The most common assertion is that time continues until now; that there was no termination of the days of creation. This allegation is falsely construed from the words of our Lord when He said “My Father worketh hitherto, and I work” John 5:17. This text is supposed to support the idea that God never ended His work of creation, although it is said of the same God that “on the seventh day God ended his work which he had made; and he rested on the seventh day from all his work which he had made” Genesis 2:2. He thus rested not because He was tired, for “the Creator of the ends of the earth, fainteth not, neither is weary” Isaiah 40:28.

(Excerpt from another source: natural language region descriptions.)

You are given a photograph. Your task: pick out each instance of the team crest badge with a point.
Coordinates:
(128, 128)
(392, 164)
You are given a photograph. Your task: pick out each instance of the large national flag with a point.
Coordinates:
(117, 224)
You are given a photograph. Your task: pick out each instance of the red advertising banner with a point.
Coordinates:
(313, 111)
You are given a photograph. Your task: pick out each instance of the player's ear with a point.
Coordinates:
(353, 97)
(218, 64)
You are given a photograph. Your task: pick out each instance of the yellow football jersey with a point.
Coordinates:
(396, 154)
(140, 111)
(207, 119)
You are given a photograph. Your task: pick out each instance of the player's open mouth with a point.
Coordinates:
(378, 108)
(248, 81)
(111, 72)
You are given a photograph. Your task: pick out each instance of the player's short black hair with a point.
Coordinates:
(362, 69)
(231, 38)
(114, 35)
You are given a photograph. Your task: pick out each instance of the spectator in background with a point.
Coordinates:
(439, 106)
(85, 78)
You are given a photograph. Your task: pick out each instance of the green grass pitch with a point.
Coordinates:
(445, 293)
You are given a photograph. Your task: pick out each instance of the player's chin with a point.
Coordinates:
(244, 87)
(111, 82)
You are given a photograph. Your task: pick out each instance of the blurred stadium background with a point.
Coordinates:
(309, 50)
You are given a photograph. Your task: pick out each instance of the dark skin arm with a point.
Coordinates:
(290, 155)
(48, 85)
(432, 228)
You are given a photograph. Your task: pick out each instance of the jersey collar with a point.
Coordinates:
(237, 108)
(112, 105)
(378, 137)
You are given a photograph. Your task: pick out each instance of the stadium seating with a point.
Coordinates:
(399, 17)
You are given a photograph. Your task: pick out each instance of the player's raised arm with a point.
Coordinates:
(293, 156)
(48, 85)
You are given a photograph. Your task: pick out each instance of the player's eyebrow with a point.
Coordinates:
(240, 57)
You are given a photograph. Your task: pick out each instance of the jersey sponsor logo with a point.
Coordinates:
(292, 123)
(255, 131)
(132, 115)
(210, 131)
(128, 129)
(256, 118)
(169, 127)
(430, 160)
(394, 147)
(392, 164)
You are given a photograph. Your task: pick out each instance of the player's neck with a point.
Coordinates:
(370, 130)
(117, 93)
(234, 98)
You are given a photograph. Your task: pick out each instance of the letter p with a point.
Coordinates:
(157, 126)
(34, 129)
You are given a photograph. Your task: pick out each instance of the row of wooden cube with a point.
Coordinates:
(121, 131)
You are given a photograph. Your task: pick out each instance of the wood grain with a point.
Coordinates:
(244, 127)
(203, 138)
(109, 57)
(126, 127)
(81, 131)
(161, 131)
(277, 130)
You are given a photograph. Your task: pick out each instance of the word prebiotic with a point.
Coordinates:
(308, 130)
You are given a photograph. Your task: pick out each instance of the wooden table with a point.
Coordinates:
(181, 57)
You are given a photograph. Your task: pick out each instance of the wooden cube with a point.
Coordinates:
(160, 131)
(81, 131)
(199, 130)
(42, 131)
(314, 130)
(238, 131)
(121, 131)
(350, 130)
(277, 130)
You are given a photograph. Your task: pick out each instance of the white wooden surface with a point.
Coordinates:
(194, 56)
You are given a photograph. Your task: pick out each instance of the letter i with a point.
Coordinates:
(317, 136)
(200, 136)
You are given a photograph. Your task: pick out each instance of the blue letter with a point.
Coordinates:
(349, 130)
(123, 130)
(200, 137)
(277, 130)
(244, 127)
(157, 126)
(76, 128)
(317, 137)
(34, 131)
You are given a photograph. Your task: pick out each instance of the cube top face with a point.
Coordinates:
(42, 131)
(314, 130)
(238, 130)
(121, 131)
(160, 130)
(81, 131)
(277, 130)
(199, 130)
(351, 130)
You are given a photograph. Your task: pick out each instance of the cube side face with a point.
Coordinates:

If God wanted us to take the creation week a continuous work until now He could have easily employed suitable words for such. God could have used “yowm rab” or ‘yowm  arak’ which denote a long day or a long season. This phrase appears three times in the Pentateuch (Genesis 26:8; Numbers 20:15; Deuteronomy 20:19; and if Moses was impressed that the creation week was composed rather of unusual “long days” or “seasons”, he had the vocabulary to go back and rewrite his maiden chapter of Genesis, but he didn’t since that first chapter was in accordance with the will of God. There are still other words which were of common expression to the Hebrews such as ‘ad’, ‘tamid’, ‘dor’, ‘shanah’, etc. which could have been used if God wanted us to embrace the “long day” supposition. Instead God ignored all those words.  


Does it matter? Does it make any difference? Isn’t it enough just believing that God made the world regardless of how long it took? The answer is an affirmative yes. It matters. A misguided understanding of Creation in Genesis renders the whole theological structure brittle. For example, without going too far, one cannot understand the Bible teaching of Genesis that God rested on the seventh day if they hold the erroneous idea that the days of creation were symbolic. It would therefore make the seventh day Sabbath commandment impossible to keep. Thus it is important to reevaluate one’s stand on the Genesis account to see if it stands the Bible test. For nothing but the truth should be our rule of faith.  “And ye shall know the truth, and the truth shall make you free” John 8:32”


[1] The Hebrew words, anglicized spellings can be viewed online on  

[2] M. Saebo, in his Theological Dictionary of the Old Testament 6:22, says that yôm is: ‘the fundamental word for the division of time according to the fixed natural alternation of day and night, on which are based all the other units of time (as well as the calendar).’ Cited from Ref. 1, p. 72.